Elk Grove Targets Street Racers
The City of Elk Grove won the Grand Prize in the Public Safety category of the 2007 Helen Putnam Award for Excellence program. For more information, visit www.cacities.org/helenputnam.
Street racing jeopardizes health, safety and welfare, and it’s a growing concern in communities statewide, including the City of Elk Grove. In 2005, when street racing resulted in a fatal collision on Franklin Boulevard — a community thoroughfare — it focused local attention on the problem. A tough new effort to curb illegal street racing in the community, launched by the Elk Grove City Council, enacted sweeping zero-tolerance ordinances that target street racers and those who watch them. City leaders are sending a clear signal to young drivers that any exhibition of speed is an expensive and potentially fatal mistake.
The council directed city staff to develop a campaign to educate teens and young adults about the dangers and consequences of street racing in Elk Grove as well as educate the public about the new anti-racing ordinances.
“Blink of an Eye” Gets to the Point
The campaign targets young drivers ages 16 to 24 — one of today’s most skeptical audiences, particularly when the message is from a government agency. The city developed a 10-minute video called “In the Blink of an Eye — The Dangers and Consequences of Street Racing and Exhibition of Speed” to show to young drivers in classrooms and via other media. The video, in a style inspired by YouTube.com, depicts teens engaged in an impromptu street race that ends in a girl’s death and prison time for her boyfriend who raced. Local resident Rebecca Davis, whose son died in a street racing accident in Elk Grove two years ago, speaks following the dramatization. The video also includes testimony from Elk Grove Police Chief Robert Simmons.
More than 1,000 copies of the DVD were produced, and it was posted on the City of Elk Grove (www.elkgrovecity.org) and Police Department websites. Community partners also added links to the video on their sites. A commercial promoting the 10-minute video was broadcast on MTV, ESPN, FX and Spike TV through the local cable provider.

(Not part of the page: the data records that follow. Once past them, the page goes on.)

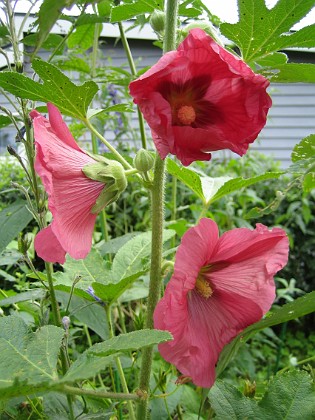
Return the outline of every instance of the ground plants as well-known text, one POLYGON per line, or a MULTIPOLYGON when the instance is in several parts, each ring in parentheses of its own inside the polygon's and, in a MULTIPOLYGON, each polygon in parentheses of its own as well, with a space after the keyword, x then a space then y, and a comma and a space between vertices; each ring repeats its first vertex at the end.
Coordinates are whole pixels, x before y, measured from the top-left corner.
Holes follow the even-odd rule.
POLYGON ((1 418, 314 417, 294 334, 314 341, 315 135, 288 170, 246 155, 269 81, 315 82, 280 52, 315 46, 313 26, 290 32, 313 6, 240 0, 231 25, 200 0, 44 0, 17 27, 3 2, 0 123, 17 144, 0 166, 1 418), (157 33, 151 69, 129 19, 157 33), (102 60, 109 22, 128 71, 102 60))

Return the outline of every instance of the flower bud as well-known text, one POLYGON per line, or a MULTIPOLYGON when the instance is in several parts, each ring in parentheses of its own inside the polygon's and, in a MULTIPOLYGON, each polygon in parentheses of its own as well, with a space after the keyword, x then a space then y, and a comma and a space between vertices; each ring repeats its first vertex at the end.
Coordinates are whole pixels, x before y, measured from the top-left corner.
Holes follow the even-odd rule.
POLYGON ((211 36, 212 39, 214 39, 219 45, 221 45, 221 47, 224 48, 224 44, 222 43, 218 30, 210 22, 198 21, 190 23, 182 30, 183 37, 186 38, 186 36, 189 34, 189 31, 194 28, 203 29, 208 35, 211 36))
POLYGON ((97 162, 85 165, 82 171, 88 178, 105 184, 103 191, 92 207, 91 212, 94 214, 99 213, 108 204, 116 201, 127 187, 124 168, 116 160, 98 157, 97 162))
POLYGON ((26 234, 20 234, 18 237, 18 250, 21 254, 25 255, 31 246, 32 239, 26 234))
POLYGON ((163 34, 165 29, 165 13, 160 10, 154 10, 150 17, 150 25, 158 34, 163 34))
POLYGON ((136 169, 140 172, 148 172, 153 168, 154 157, 152 153, 145 149, 140 149, 133 159, 133 164, 136 169))
POLYGON ((70 327, 70 318, 68 316, 64 316, 61 320, 63 328, 68 331, 70 327))

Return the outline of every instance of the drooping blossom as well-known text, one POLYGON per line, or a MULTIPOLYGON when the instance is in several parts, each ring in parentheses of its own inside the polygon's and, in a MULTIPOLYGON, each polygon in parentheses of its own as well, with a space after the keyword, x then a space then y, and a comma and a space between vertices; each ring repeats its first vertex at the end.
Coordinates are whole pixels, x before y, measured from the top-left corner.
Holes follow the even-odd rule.
POLYGON ((63 264, 66 253, 75 259, 86 257, 97 213, 118 193, 108 194, 109 186, 113 188, 115 183, 111 176, 96 176, 102 180, 99 181, 85 175, 84 171, 101 163, 78 146, 59 110, 52 104, 47 107, 49 120, 36 110, 30 113, 36 146, 35 170, 48 194, 53 216, 51 224, 36 235, 35 249, 45 261, 63 264))
POLYGON ((273 277, 286 264, 288 249, 282 229, 262 224, 221 237, 210 219, 189 229, 154 312, 155 328, 174 337, 159 345, 164 359, 196 385, 211 387, 223 347, 270 309, 273 277))
POLYGON ((189 165, 216 150, 246 153, 266 124, 268 85, 197 28, 129 89, 160 157, 171 153, 189 165))

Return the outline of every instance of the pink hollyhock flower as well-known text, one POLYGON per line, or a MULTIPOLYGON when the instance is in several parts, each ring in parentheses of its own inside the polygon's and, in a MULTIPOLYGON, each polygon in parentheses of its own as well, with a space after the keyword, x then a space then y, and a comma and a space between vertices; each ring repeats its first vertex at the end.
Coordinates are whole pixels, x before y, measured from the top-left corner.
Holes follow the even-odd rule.
POLYGON ((262 224, 221 237, 210 219, 189 229, 154 312, 154 327, 174 337, 159 345, 164 359, 196 385, 211 387, 223 347, 270 309, 273 277, 286 264, 288 251, 285 232, 262 224))
POLYGON ((100 211, 98 200, 107 187, 105 182, 84 174, 97 161, 77 145, 59 110, 52 104, 47 107, 49 120, 35 110, 30 113, 36 145, 35 169, 47 191, 53 215, 52 223, 36 235, 35 249, 43 260, 62 264, 66 253, 76 259, 89 253, 100 211))
POLYGON ((161 158, 171 153, 189 165, 210 160, 215 150, 246 153, 266 124, 268 86, 267 79, 197 28, 129 89, 161 158))

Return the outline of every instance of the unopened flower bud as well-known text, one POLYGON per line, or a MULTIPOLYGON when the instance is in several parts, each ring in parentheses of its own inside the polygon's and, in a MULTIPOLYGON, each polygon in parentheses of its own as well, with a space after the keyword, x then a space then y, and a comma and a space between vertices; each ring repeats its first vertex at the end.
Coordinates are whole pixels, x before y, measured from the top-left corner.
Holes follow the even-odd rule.
POLYGON ((25 255, 31 246, 32 239, 26 235, 20 234, 18 237, 18 250, 21 254, 25 255))
POLYGON ((140 149, 133 159, 133 164, 136 169, 140 172, 148 172, 153 168, 154 157, 152 153, 145 149, 140 149))
POLYGON ((11 156, 14 156, 14 157, 17 157, 17 158, 19 157, 17 151, 12 146, 10 146, 10 145, 7 146, 7 151, 11 156))
POLYGON ((98 157, 98 162, 85 165, 82 171, 88 178, 105 184, 103 191, 92 207, 91 211, 94 214, 99 213, 108 204, 116 201, 127 187, 124 168, 116 160, 98 157))
POLYGON ((212 39, 214 39, 219 45, 221 45, 221 47, 224 48, 224 44, 222 43, 218 30, 210 22, 197 21, 190 23, 182 30, 183 37, 186 38, 186 36, 189 34, 189 31, 194 28, 203 29, 208 35, 211 36, 212 39))
POLYGON ((256 382, 250 382, 248 380, 245 381, 245 386, 244 386, 244 395, 246 397, 254 397, 256 393, 256 382))
POLYGON ((165 12, 154 10, 150 17, 150 25, 158 34, 162 34, 165 29, 165 12))
POLYGON ((285 198, 285 194, 282 191, 276 191, 277 200, 281 201, 285 198))
POLYGON ((70 318, 68 316, 64 316, 61 320, 63 328, 68 331, 69 327, 70 327, 70 318))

Connecting With Community Support
During video production and materials development, city staff involved key opinion leaders in the Elk Grove com munity who agreed to support the effort, coordinate future presentations and attend a press conference for the campaign launch. As a result, the campaign developed partnerships with more than 25 government agencies, companies and nonprofit agencies. With their help, more than 6,000 brochures were distributed and 500 posters were displayed by City of Elk Grove partners.
Following two months of production and partnership building, the campaign was launched at a joint press conference with the Elk Grove Unified School District on Sept. 26, 2006. City staff worked closely with local print and broadcast reporters to secure preview coverage and generate interest prior to the campaign’s launch as well as ongoing coverage of its successes. After the launch, city staff arranged numerous speaking engagements in the Elk Grove community and Sacramento region.
As part of the campaign, officers from the Elk Grove Police Department have created a speakers’ bureau and given more than 157 presentations in classrooms and community meetings that reached 16,000 students and neighbors as of August 2007. Their talks have generated regional interest, and officers are now participating in other forums throughout the Sacramento region.
As of April 2007, 8,500 students had viewed the video in classrooms, 1,000 had viewed the video on the city’s website, and 2,000 had downloaded the video through Comcast. The city received more than 200 letters from students, teachers and faculty who were moved by the video and presentation.
Elk Grove also sponsored a resolution adopted by the League of California Cities at its 2006 annual conference that supports state legislation to expressly authorize cities and counties to impose vehicle forfeiture, at their discretion, as a penalty for street racing.
With strong community partnerships, creative educational materials and sup portive Police Department officers, Elk Grove rolled out an anti-street racing campaign that resonates with teens and young adults.